Francis Beckett

At the TUC last week, we were invited to discuss the difference it makes not having any labour and industrial correspondents any more.  Here's one big difference.

 

AssetCo is a company with multi million pound contracts to own and maintain all London's and Lincolshire's fire engines.  It owes millions of pounds in unpaid tax, it has had to raise £26 million long term from a share offer and another emergency £3.5 million from the bank just to avoid liquidation.  It's trying to get rid of its chairman, chief executive and financial officer.  It had to take its chief executive and founder to the high court to get him to vote for the financial bailout, otherwise it would already have gone under.

It's a company in meltdown - and it owns all the fire engines for London and Lincolnshire.  If it goes under, we could lose all our fire engines to the company's creditors.  The London Fire Brigade says there's a clause in the contract which protects the fire engines - but it won't show us the clause.  When it eventually, unwillingly, released the contract, the relevant clause was "redacted."

AssetCo is also recruiting British firefighter instructors to train the military in the United Arab Emirates, and help put down pro-democracy demonstrators in Bahrain.

The blogosphere is full of it, led by David Hencke (see http://davidhencke.wordpress.com/2011/03/28/london-firefighter-firm-recruiting-brits-for-uae-military-support/.)   By any standards, this is a story.

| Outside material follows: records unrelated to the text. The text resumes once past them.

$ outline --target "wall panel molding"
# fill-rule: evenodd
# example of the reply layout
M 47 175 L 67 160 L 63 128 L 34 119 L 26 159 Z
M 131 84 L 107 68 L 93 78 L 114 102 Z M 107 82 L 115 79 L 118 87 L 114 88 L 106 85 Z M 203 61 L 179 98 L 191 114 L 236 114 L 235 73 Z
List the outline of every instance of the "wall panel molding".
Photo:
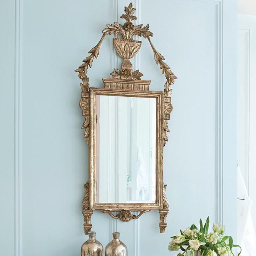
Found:
M 22 1 L 15 1 L 14 53 L 14 240 L 15 256 L 22 254 Z
M 222 223 L 223 218 L 223 0 L 195 0 L 213 4 L 216 15 L 216 221 Z
M 248 192 L 252 203 L 251 213 L 254 230 L 256 230 L 256 17 L 238 14 L 238 100 L 243 112 L 238 109 L 238 159 L 243 160 L 240 166 Z M 239 115 L 240 114 L 240 115 Z M 241 120 L 241 118 L 243 120 Z M 242 122 L 244 121 L 243 123 Z M 241 139 L 242 138 L 242 139 Z M 242 154 L 244 154 L 241 156 Z M 240 161 L 240 160 L 239 160 Z

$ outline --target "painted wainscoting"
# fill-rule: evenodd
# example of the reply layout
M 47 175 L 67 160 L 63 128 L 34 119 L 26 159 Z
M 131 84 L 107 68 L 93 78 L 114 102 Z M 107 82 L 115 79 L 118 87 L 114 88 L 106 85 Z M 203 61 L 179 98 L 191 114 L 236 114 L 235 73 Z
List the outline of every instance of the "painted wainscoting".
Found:
M 256 16 L 238 16 L 238 161 L 256 229 Z
M 5 256 L 75 256 L 87 239 L 81 203 L 88 148 L 80 129 L 80 83 L 74 70 L 116 21 L 123 0 L 2 1 L 0 90 L 1 238 Z M 236 236 L 237 8 L 232 0 L 136 0 L 157 50 L 178 79 L 172 86 L 171 130 L 164 149 L 170 204 L 159 232 L 153 211 L 122 222 L 98 212 L 93 229 L 104 246 L 118 230 L 129 255 L 174 255 L 170 237 L 199 218 L 223 221 Z M 165 82 L 148 42 L 134 68 Z M 120 60 L 112 37 L 88 75 L 103 87 Z

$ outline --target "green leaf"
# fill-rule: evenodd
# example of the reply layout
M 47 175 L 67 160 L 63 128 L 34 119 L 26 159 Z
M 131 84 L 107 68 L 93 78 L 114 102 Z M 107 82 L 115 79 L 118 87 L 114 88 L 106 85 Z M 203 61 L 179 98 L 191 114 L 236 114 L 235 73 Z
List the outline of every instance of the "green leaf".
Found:
M 199 223 L 200 224 L 200 230 L 199 230 L 199 232 L 200 233 L 203 232 L 203 222 L 202 221 L 202 220 L 200 219 L 200 220 L 199 221 Z
M 207 249 L 207 246 L 206 246 L 205 245 L 200 245 L 199 246 L 199 249 Z
M 209 229 L 209 223 L 210 222 L 210 219 L 209 218 L 209 216 L 207 217 L 206 219 L 206 221 L 205 222 L 205 224 L 204 224 L 204 234 L 207 234 L 208 233 L 208 230 Z
M 230 248 L 230 250 L 232 250 L 232 248 L 233 247 L 233 238 L 232 236 L 228 237 L 228 242 L 229 242 L 229 248 Z
M 179 244 L 179 246 L 180 246 L 182 245 L 188 245 L 189 244 L 188 243 L 188 240 L 186 240 L 186 241 L 183 242 L 182 243 Z
M 206 256 L 208 250 L 204 250 L 201 251 L 201 256 Z
M 182 247 L 182 246 L 180 246 L 180 250 L 182 251 L 183 251 L 183 252 L 185 252 L 185 251 L 186 251 L 186 249 L 184 249 L 184 248 L 183 248 L 183 247 Z M 178 256 L 178 255 L 177 256 Z

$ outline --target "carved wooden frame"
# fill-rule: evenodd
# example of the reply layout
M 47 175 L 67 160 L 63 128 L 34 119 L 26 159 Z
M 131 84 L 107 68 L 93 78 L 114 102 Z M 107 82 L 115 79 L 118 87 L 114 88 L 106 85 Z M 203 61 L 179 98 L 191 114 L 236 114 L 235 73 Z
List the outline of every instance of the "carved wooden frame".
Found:
M 167 121 L 170 119 L 170 114 L 172 110 L 170 95 L 172 89 L 170 85 L 174 84 L 177 77 L 170 70 L 170 68 L 163 60 L 164 57 L 156 51 L 153 46 L 150 36 L 153 34 L 148 30 L 149 25 L 142 28 L 142 25 L 134 26 L 132 22 L 137 19 L 134 16 L 136 9 L 132 8 L 132 3 L 128 7 L 125 7 L 126 14 L 120 18 L 125 19 L 126 22 L 123 25 L 116 22 L 114 25 L 107 25 L 103 34 L 97 44 L 89 51 L 91 55 L 83 62 L 83 63 L 75 70 L 79 73 L 78 77 L 82 81 L 80 84 L 82 89 L 81 98 L 79 105 L 82 110 L 82 114 L 85 120 L 82 129 L 84 129 L 84 138 L 89 145 L 89 180 L 85 184 L 85 194 L 82 202 L 82 213 L 84 215 L 84 227 L 85 234 L 90 231 L 92 224 L 90 220 L 94 210 L 98 210 L 107 213 L 114 218 L 120 218 L 124 222 L 128 222 L 132 219 L 138 219 L 142 214 L 152 210 L 158 210 L 160 214 L 159 227 L 160 232 L 164 233 L 167 224 L 166 218 L 168 212 L 169 204 L 165 193 L 166 185 L 163 181 L 163 151 L 166 141 L 168 140 L 166 132 L 169 132 Z M 89 88 L 89 78 L 87 76 L 88 66 L 91 67 L 92 63 L 95 57 L 98 56 L 99 50 L 105 36 L 114 34 L 115 36 L 121 35 L 122 39 L 113 39 L 114 48 L 117 54 L 124 60 L 121 70 L 115 69 L 110 74 L 113 78 L 102 78 L 104 88 Z M 141 42 L 132 40 L 134 36 L 143 36 L 148 40 L 153 50 L 155 60 L 159 64 L 162 74 L 164 73 L 166 82 L 164 84 L 163 92 L 149 90 L 150 81 L 141 80 L 143 74 L 140 70 L 133 71 L 132 65 L 129 59 L 132 58 L 139 51 Z M 156 202 L 155 203 L 125 203 L 99 204 L 95 201 L 95 189 L 94 187 L 95 181 L 95 96 L 100 95 L 120 96 L 127 96 L 155 98 L 157 99 L 157 145 L 156 148 L 156 178 L 158 182 L 156 185 Z M 133 211 L 139 211 L 136 216 Z M 112 212 L 119 212 L 115 215 Z

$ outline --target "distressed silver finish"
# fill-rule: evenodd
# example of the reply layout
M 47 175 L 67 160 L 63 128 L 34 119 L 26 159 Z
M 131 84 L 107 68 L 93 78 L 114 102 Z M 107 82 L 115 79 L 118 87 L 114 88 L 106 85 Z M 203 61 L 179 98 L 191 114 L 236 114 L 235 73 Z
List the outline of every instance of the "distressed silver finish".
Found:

But the national papers hardly touch the story. And that, I think, is because, in the absence of labour and industrial corrs, it ends up on the city desk - and city journalists are terrified of writing anything which might bring down a company's share price.

They are also instinctively unwilling to take anything from a trade union, and it's the Fire Brigades Union which helped expose this story.  When there were industrial corrs, they'd say: "It comes from the union - but it's a good story."  Now city desks say: "It's a good story - but it comes from the unions."